Gekiga is the bridge between Japanese post-war kids’ comics about wide-eyed robot children, and the astonishing variety in style and subject matter we see today. It sprung from an intuition on the part of three friends and occasional rivals that those who had grown up with comics were ready for something more adult. Ordered to share a bedsit in Osaka by their publisher to increase productivity, Masahiko Matsumoto, Yoshihiro Tatsumi and Takao Saito stayed up late into the night discussing a new visual language, based on the cinematic vision of Osamu Tezuka, the “Father of Manga”, and a new kind of storytelling, rooted in real life rather than fantasy. A new genre, they decided, needed a new name. The one that stuck was coined by Tatsumi: “Gekiga”, or “dramatic pictures”.
Those early pioneers are not well known in the West. The Wikipedia page on Gekiga does not even mention Matsumoto, whose work The Man Next Door thrilled and inspired the other two to raise their game. So it was wonderful, and not a little moving, to see Matsumoto’s son last night at the London Cartoon Museum, launching a two-month-long exhibition dedicated to Gekiga.
“These stories are less humorous and more realistic,” explained Tomohiko Matsumoto through a translator, “which appeals more to teenagers than children. Before, it was all fantasy – a lion starts talking to you, or people come out of a rocket. My father invented the manga which formed the basis for Gekiga in 1956, then two years later Tatsumi created the name, and worked in the same concept and style. Other cartoonists begin to experiment with Gekiga, and it starts to become more normal and popular, and that is the start of manga culture as you now know it.”

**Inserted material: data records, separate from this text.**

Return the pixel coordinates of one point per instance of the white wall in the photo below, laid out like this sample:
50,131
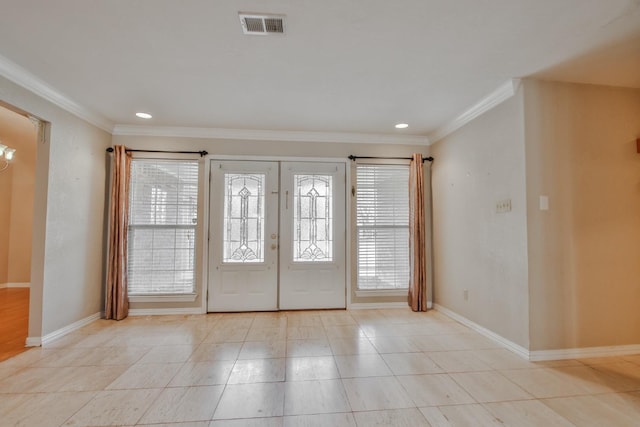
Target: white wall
475,248
68,228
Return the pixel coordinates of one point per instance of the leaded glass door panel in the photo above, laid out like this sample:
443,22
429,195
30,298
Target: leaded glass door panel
312,235
243,270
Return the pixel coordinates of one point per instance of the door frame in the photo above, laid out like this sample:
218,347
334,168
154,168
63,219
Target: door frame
204,258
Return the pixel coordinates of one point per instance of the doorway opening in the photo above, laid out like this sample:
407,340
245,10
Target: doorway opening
277,237
18,132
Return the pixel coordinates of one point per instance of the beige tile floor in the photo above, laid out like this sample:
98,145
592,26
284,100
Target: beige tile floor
313,368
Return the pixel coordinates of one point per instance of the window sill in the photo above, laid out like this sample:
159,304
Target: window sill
163,298
381,292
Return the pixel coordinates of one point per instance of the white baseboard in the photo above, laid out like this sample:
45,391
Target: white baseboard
33,342
164,311
583,353
15,285
544,355
376,305
510,345
38,341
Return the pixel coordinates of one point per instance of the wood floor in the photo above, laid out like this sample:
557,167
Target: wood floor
14,321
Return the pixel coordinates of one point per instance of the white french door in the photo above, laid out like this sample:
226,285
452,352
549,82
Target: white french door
277,236
312,235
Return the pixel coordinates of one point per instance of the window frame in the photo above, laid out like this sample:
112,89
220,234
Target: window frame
164,297
377,292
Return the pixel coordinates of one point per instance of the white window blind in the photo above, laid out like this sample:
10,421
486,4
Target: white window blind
163,205
382,210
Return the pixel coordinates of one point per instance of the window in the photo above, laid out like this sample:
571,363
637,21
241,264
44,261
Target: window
382,223
163,206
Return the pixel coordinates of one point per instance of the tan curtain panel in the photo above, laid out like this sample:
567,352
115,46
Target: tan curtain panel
417,232
117,301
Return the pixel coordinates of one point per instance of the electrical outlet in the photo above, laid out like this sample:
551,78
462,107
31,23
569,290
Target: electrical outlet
503,206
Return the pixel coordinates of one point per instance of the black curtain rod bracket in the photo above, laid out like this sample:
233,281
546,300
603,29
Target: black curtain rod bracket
202,153
354,158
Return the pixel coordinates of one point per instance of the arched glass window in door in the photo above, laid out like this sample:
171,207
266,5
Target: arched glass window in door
312,218
243,217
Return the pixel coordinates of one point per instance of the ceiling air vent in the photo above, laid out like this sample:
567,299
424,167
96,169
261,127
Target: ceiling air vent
261,24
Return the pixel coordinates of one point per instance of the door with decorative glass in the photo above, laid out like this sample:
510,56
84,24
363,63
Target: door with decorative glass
249,234
312,235
243,233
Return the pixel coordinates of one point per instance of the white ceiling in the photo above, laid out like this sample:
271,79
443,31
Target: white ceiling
342,66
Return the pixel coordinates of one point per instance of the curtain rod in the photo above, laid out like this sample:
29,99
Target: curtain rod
354,158
202,153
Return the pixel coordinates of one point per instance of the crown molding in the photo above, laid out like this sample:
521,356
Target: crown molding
268,135
495,98
20,76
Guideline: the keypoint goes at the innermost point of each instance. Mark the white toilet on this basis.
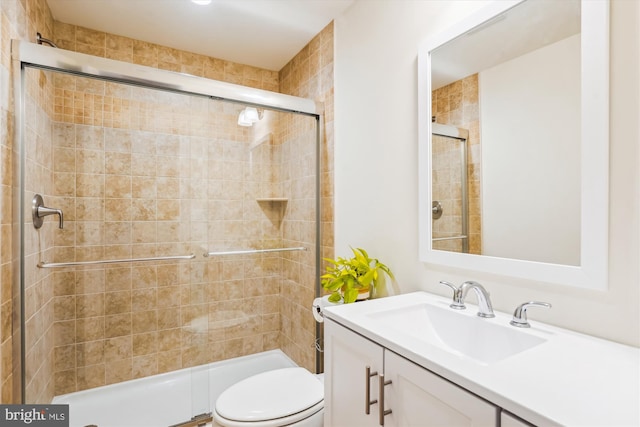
(281, 397)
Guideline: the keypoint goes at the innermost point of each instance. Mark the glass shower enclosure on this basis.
(450, 205)
(172, 234)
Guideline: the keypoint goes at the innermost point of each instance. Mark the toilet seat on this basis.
(274, 398)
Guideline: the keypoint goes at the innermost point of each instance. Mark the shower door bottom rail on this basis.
(196, 421)
(253, 251)
(44, 264)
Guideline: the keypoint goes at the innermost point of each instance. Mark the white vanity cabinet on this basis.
(413, 395)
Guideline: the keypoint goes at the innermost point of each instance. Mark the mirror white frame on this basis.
(592, 273)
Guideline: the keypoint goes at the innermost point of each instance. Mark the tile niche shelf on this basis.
(274, 208)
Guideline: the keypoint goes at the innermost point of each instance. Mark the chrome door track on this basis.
(196, 421)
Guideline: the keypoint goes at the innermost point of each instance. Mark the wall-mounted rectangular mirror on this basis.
(513, 116)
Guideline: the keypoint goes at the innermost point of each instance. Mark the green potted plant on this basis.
(351, 279)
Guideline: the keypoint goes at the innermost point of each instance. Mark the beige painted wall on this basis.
(376, 147)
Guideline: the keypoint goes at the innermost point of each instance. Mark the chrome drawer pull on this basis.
(367, 394)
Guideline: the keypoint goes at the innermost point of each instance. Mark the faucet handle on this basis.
(457, 296)
(520, 314)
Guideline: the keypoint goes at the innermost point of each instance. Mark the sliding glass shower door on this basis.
(178, 237)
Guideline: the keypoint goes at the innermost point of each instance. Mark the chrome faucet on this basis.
(460, 293)
(520, 313)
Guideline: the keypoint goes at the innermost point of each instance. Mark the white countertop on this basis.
(572, 379)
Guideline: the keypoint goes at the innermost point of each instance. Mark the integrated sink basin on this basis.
(457, 331)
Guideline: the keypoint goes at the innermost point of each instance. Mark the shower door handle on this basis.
(39, 211)
(436, 209)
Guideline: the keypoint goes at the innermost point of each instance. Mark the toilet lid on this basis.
(273, 394)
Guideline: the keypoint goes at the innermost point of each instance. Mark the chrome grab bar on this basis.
(253, 251)
(44, 264)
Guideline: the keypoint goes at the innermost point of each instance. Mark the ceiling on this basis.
(261, 33)
(528, 26)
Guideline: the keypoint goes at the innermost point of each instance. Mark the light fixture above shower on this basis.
(249, 116)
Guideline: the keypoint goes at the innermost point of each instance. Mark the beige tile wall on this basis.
(20, 19)
(310, 75)
(457, 104)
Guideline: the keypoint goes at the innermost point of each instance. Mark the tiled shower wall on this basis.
(84, 292)
(457, 104)
(20, 19)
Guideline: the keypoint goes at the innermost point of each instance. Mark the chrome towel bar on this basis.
(44, 264)
(254, 251)
(439, 239)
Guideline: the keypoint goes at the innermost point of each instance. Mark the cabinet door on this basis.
(346, 356)
(418, 397)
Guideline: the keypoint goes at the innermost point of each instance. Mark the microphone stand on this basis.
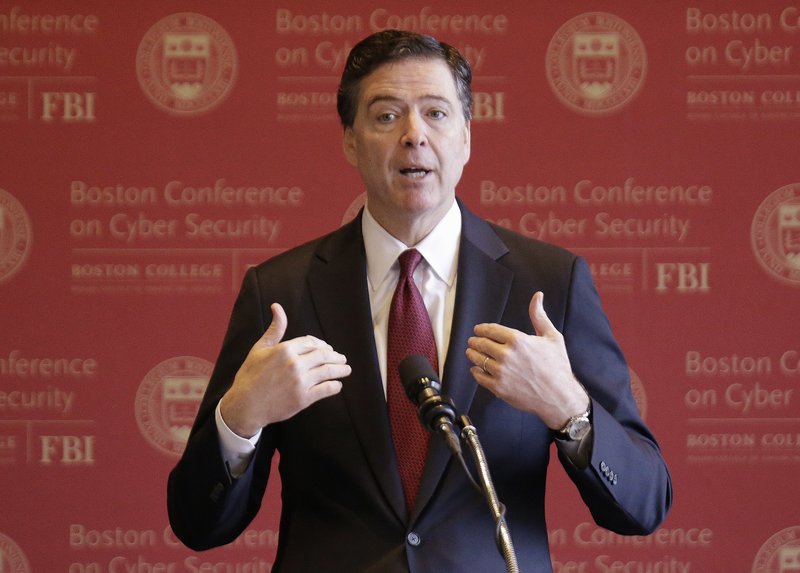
(469, 434)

I collared Matsumoto after his speech, to ask him about the influence on these pioneers of Tezuka, who created Astroboy and Kimba The White Lion (which formed the template for Disney’s The Lion King). “Good question,” said Matsumoto smilingly in English, before continuing through the translator: “Tezuka used to live on the West side of Japan, near Osaka where my father was. He gave my father a drawing, and to Tatsumi too. [The drawing given to his father, of priceless historical significance, is up on the Cartoon Museum’s wall.] They admired his work greatly; their goal was to become cartoonists like him. But when he moved to Tokyo, and started doing shorter stories, where he needed to explain the action with speech bubbles, they felt it narrowed down his expression. So they needed to create that expression for themselves.”
So successful were they that the pupils became the masters: Tezuka himself would later derive influence from the more realistic Gekiga style, most notably in Message to Adolf.
The exhibition at the London Cartoon Museum brings together over 50 pieces of original artwork and reproductions from rare manga, most never displayed before in Europe. Most interesting are pages from Tatsumi’s autobiographical manga memoir of the period, A Drifting Life, which conveys the challenge and excitement of developing a new literary movement; a series of intoxicatingly bright and pulpy noir covers; and two extraordinarily powerful black-and-white Samurai illustrations by Hiroshi Hirata, which could grace the wall of any art gallery.
As to Tomohiko’s revered father, Masahiko Matsumoto, he will finally get the British publication that in life eluded him. Four stories from the work that started it all, The Man Next Door, are being published by Breakdown Press this week – 58 years after it was written.